Au-delà des mots, États-Unis et Royaume-Uni abreuvent d’armes l’Ukraine beaucoup plus massivement que le font France ou Allemagne. Washington et Londres sont aussi plus allants que Paris et Berlin sur les sanctions contre Moscou, et ne semblent plus du tout croire à une solution diplomatique au conflit que continuent d’espérer les Européens.

Washington met des dizaines de milliards de dollars pour fournir des armes. «C’est un effet d’aubaine, ils sont en train d’affaiblir la puissance russe sans un soldat américain!» estime Gérard Araud, ancien ambassadeur de France aux États-Unis et aux Nations Unies. «De leur côté, «les Britanniques sont les poissons-pilotes des Américains, depuis le Brexit, ils n’ont plus d’autre politique possible», poursuit-il.

Les risques économiques ne sont pas les mêmes pour tous

Côté européen, «il y a des fissures», reconnaît l’ancien diplomate italien Marco Carnelos, entre des pays de l’Est très hostiles à la Russie pour des raisons historiques, et des Européens de l’Ouest qui soutiennent l’Ukraine agressée, mais sont plus modérés et beaucoup plus exposés aux conséquences de la guerre que Washington. «La question est: quel prix sont prêts à payer les Européens pour un éventuel changement de régime à Moscou?» résume Marco Carnelos.
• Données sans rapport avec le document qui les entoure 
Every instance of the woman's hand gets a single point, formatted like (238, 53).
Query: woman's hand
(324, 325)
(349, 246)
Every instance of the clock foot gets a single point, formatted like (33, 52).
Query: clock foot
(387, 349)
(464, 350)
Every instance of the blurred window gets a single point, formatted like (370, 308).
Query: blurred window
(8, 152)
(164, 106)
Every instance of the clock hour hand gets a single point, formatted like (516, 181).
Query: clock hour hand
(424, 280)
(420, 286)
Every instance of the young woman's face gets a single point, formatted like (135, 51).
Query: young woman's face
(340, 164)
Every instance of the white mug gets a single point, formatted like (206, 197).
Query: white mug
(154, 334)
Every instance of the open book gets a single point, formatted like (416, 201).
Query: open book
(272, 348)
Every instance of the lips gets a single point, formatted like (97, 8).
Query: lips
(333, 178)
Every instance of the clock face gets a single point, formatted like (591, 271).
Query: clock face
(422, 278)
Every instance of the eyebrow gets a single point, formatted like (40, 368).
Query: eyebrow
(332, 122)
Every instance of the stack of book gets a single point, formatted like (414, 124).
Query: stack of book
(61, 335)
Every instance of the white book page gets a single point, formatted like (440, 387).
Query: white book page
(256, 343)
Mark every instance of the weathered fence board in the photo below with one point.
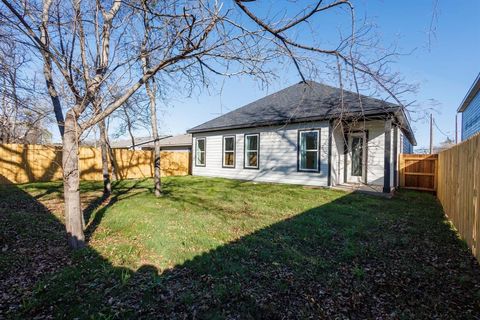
(418, 171)
(31, 163)
(459, 188)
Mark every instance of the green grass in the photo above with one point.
(218, 248)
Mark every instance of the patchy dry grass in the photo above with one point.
(215, 248)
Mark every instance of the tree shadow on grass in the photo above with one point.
(331, 261)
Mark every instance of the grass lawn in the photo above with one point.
(216, 248)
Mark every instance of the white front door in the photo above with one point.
(357, 155)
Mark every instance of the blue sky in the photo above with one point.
(445, 69)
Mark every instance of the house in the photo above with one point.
(302, 135)
(470, 110)
(180, 143)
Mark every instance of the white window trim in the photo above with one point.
(245, 160)
(232, 151)
(300, 132)
(204, 152)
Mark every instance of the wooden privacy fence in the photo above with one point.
(418, 171)
(30, 163)
(459, 188)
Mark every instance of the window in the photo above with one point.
(229, 151)
(357, 156)
(200, 152)
(309, 142)
(251, 151)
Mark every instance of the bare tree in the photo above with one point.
(150, 87)
(23, 113)
(90, 44)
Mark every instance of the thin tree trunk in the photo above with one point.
(156, 153)
(74, 221)
(115, 173)
(107, 186)
(129, 127)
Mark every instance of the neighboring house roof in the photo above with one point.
(474, 89)
(139, 142)
(182, 140)
(305, 101)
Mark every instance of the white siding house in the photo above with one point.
(264, 142)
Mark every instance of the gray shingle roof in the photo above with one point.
(298, 103)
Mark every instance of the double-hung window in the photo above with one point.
(252, 144)
(229, 151)
(200, 145)
(309, 150)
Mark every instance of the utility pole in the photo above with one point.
(456, 128)
(431, 133)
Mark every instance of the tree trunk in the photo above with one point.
(107, 186)
(115, 173)
(74, 221)
(157, 182)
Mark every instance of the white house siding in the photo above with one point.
(278, 155)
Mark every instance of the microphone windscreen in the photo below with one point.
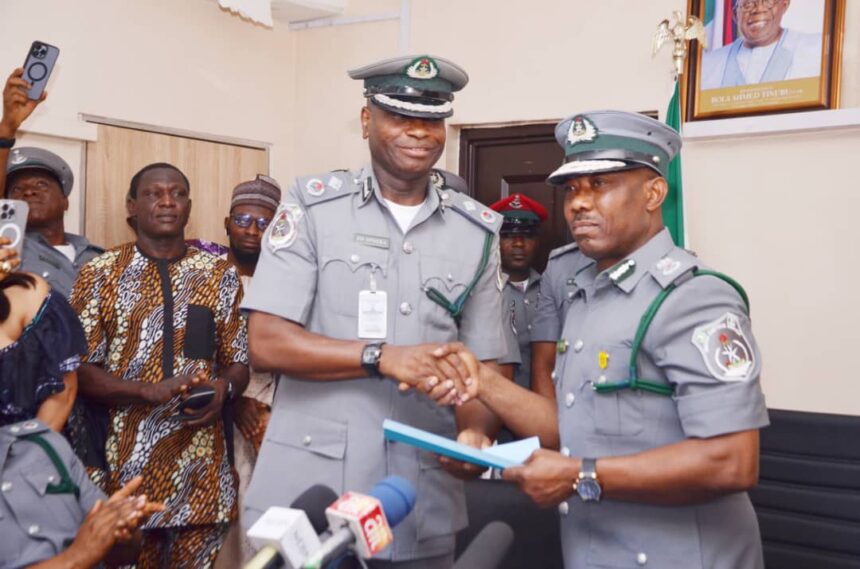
(488, 549)
(397, 497)
(313, 502)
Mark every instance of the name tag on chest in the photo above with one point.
(372, 314)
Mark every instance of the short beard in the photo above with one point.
(246, 258)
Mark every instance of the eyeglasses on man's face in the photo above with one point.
(245, 220)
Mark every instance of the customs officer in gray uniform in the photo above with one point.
(657, 374)
(518, 241)
(44, 181)
(362, 275)
(45, 498)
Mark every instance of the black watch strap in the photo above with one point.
(370, 357)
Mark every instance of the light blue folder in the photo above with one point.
(499, 456)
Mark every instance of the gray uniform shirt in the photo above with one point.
(333, 237)
(35, 523)
(700, 343)
(38, 256)
(557, 290)
(518, 310)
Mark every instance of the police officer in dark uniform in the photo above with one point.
(362, 275)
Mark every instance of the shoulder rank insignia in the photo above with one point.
(622, 270)
(285, 226)
(725, 349)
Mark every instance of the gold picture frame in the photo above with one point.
(716, 81)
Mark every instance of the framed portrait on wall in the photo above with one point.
(764, 56)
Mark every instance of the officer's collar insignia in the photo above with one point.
(727, 353)
(622, 270)
(437, 180)
(422, 68)
(581, 130)
(285, 226)
(334, 183)
(315, 187)
(668, 265)
(366, 189)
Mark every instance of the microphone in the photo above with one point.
(287, 536)
(364, 522)
(488, 549)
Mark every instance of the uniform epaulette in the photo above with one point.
(564, 249)
(474, 211)
(674, 267)
(26, 428)
(324, 187)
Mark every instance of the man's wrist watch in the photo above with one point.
(230, 391)
(587, 486)
(370, 357)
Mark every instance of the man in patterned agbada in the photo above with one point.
(162, 320)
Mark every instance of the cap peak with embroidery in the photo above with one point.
(420, 86)
(612, 141)
(29, 158)
(521, 214)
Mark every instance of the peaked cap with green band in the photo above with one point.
(420, 86)
(611, 141)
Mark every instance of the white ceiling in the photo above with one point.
(285, 11)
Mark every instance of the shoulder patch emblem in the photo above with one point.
(315, 187)
(668, 265)
(285, 226)
(725, 349)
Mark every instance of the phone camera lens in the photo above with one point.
(40, 51)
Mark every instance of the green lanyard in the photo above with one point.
(634, 382)
(455, 309)
(65, 485)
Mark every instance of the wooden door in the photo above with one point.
(213, 170)
(497, 162)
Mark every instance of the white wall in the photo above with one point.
(184, 64)
(776, 212)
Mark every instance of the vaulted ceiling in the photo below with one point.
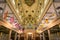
(31, 14)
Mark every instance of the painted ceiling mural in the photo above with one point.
(29, 12)
(29, 2)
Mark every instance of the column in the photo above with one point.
(49, 34)
(10, 34)
(15, 36)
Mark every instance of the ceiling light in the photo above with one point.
(17, 11)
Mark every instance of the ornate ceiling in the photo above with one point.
(28, 12)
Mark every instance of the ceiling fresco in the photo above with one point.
(28, 12)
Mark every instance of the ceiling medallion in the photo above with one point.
(29, 2)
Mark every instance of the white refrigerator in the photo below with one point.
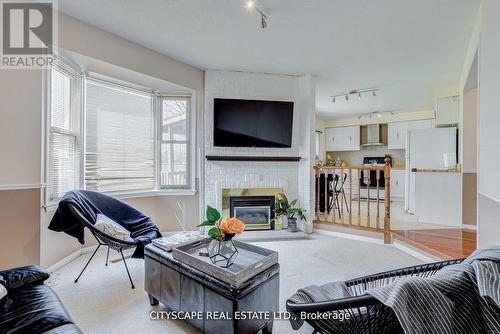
(426, 149)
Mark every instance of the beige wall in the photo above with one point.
(469, 199)
(20, 228)
(21, 98)
(489, 119)
(25, 237)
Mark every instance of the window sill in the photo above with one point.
(154, 193)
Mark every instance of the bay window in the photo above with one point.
(130, 140)
(119, 147)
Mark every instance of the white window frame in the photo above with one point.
(189, 141)
(71, 71)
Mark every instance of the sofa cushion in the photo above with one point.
(3, 290)
(112, 228)
(32, 309)
(22, 276)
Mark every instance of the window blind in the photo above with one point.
(64, 134)
(119, 150)
(174, 142)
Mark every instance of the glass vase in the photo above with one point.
(222, 252)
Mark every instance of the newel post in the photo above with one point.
(387, 218)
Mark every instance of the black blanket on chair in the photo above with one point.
(142, 229)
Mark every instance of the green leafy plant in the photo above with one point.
(213, 218)
(284, 208)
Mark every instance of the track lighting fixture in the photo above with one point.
(354, 92)
(378, 114)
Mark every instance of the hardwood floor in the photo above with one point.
(449, 243)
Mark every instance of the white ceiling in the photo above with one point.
(404, 47)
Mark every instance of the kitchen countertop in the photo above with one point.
(435, 170)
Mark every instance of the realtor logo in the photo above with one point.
(28, 33)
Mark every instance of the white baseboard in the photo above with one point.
(414, 253)
(395, 244)
(69, 258)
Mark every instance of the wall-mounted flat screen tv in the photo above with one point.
(252, 123)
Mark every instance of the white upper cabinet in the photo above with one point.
(396, 135)
(342, 139)
(397, 132)
(447, 111)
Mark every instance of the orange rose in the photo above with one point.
(232, 226)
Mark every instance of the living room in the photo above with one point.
(170, 117)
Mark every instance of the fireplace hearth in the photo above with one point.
(257, 212)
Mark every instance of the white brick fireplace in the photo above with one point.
(295, 178)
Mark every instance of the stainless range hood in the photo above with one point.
(374, 135)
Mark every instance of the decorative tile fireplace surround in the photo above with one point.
(260, 178)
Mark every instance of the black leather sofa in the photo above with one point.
(31, 306)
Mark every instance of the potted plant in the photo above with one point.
(287, 210)
(222, 250)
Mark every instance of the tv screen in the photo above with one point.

Au-delà du danger d’une escalade militaire, «le prix économique pour arriver à l’objectif américain pourrait être astronomique».
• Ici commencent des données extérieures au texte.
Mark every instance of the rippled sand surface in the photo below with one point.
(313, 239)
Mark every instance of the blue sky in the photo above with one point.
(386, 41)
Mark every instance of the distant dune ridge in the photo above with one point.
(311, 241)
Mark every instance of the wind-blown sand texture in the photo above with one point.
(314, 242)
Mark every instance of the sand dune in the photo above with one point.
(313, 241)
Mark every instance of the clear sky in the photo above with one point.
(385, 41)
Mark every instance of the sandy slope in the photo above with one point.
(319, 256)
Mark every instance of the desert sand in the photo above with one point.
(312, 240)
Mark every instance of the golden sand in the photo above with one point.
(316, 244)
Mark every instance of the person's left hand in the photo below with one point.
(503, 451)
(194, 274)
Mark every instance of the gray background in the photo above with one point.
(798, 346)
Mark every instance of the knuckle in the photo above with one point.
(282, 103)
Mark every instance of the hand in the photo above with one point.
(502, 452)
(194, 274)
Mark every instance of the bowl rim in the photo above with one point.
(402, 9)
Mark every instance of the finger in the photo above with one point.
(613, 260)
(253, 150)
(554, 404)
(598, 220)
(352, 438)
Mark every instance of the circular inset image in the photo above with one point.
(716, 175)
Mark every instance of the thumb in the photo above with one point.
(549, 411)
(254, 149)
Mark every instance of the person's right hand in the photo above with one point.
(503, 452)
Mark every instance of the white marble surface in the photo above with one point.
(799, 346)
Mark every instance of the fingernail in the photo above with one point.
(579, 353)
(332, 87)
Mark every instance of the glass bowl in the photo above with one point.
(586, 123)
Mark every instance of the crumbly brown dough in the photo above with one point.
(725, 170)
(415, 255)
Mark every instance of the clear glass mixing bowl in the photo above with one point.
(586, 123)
«Du point de vue économique, il y a une vraie asymétrie» entre l’exposition des Anglo-saxons et celle des Européens, Allemands en tête, explique Sébastien Jean, professeur d’économie industrielle au Conservatoire National des Arts et Métiers. «États-Unis, comme Royaume-Uni dans une moindre mesure, sont des producteurs d’énergie significatifs, leur dépendance aux importations est plus limitée», rappelle-t-il.
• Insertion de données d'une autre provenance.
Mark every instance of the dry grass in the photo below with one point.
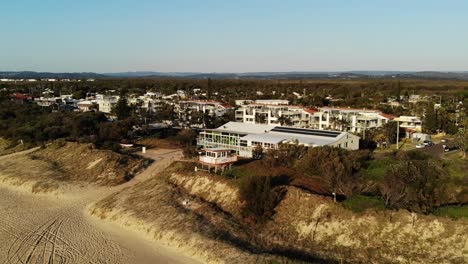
(189, 212)
(315, 223)
(159, 143)
(69, 163)
(8, 147)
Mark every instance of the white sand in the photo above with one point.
(57, 229)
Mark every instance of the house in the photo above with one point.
(274, 112)
(185, 110)
(87, 105)
(106, 102)
(243, 138)
(272, 102)
(411, 124)
(349, 119)
(217, 158)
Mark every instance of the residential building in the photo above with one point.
(245, 137)
(185, 109)
(272, 112)
(349, 119)
(87, 105)
(411, 124)
(106, 102)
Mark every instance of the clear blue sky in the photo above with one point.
(233, 36)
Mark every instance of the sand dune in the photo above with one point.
(56, 228)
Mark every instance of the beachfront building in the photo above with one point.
(190, 112)
(349, 119)
(87, 105)
(243, 138)
(274, 112)
(217, 158)
(106, 102)
(411, 124)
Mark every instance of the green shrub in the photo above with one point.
(376, 169)
(455, 212)
(361, 203)
(260, 195)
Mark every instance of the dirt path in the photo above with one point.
(56, 229)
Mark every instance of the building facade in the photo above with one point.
(244, 138)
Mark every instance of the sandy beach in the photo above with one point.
(50, 228)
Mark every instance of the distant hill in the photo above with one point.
(40, 75)
(247, 75)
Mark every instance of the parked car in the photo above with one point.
(428, 143)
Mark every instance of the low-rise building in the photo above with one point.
(272, 112)
(411, 124)
(106, 102)
(349, 119)
(87, 105)
(244, 138)
(186, 110)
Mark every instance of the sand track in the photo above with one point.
(53, 229)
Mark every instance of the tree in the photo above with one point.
(461, 139)
(260, 195)
(260, 118)
(122, 110)
(417, 185)
(431, 122)
(338, 168)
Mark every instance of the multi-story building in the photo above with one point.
(149, 102)
(186, 110)
(272, 112)
(411, 124)
(106, 102)
(245, 138)
(349, 119)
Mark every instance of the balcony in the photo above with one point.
(218, 160)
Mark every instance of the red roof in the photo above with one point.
(349, 108)
(311, 110)
(388, 116)
(20, 96)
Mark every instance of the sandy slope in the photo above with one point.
(48, 228)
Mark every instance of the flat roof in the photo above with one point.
(216, 149)
(276, 134)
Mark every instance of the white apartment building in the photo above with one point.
(411, 124)
(212, 108)
(324, 118)
(106, 102)
(274, 113)
(148, 102)
(244, 138)
(349, 119)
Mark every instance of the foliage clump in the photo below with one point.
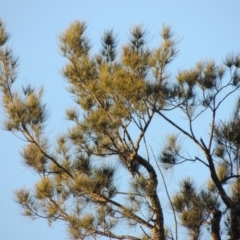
(117, 95)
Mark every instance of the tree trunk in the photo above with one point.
(235, 223)
(215, 224)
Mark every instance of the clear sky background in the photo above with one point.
(207, 29)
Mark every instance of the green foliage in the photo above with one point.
(93, 176)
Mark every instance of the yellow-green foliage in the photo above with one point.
(44, 188)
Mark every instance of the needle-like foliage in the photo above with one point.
(94, 176)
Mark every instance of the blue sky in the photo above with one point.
(206, 29)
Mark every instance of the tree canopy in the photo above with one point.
(95, 176)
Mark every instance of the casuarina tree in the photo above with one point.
(102, 174)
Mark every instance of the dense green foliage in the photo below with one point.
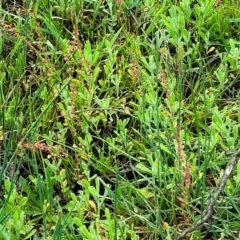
(117, 118)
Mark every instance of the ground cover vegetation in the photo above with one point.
(118, 118)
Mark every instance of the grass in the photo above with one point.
(118, 118)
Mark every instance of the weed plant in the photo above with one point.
(118, 118)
L’industrie allemande risque d’en pâtir lourdement

Les perturbations de la guerre pèsent «principalement sur les matières premières brutes ou transformées, y compris des intrants importants pour l’industrie», comme le palladium, la potasse, le néo, le nickel, etc. Or, «l’industrie allemande, très puissante mais très énergivore, est très exposée à ce choc», analyse-t-il. «Cela fait voir les choses très différemment», entre le camp des pays riches d’Europe de l’Ouest et le camp des Américains et Britanniques, associés aux pays d’Europe de l’Est.

L’Europe risque-t-elle une fois de plus de se retrouver déchirée? «Le soutien verbal paneuropéen de l’Ukraine cache de grandes différences du soutien matériel, allant de la grande générosité de la Pologne (…) aux livraisons très lentes et faibles de l’Allemagne, et l’Italie au milieu», résume l’historien militaire américain Edward Luttwak sur Twitter. Malgré «ces tensions qui montent en gamme à cause du durcissement américain, cela n’a pas empêché l’UE de prendre des décisions unies jusqu’à maintenant», relève Gérard Araud.

(AFP)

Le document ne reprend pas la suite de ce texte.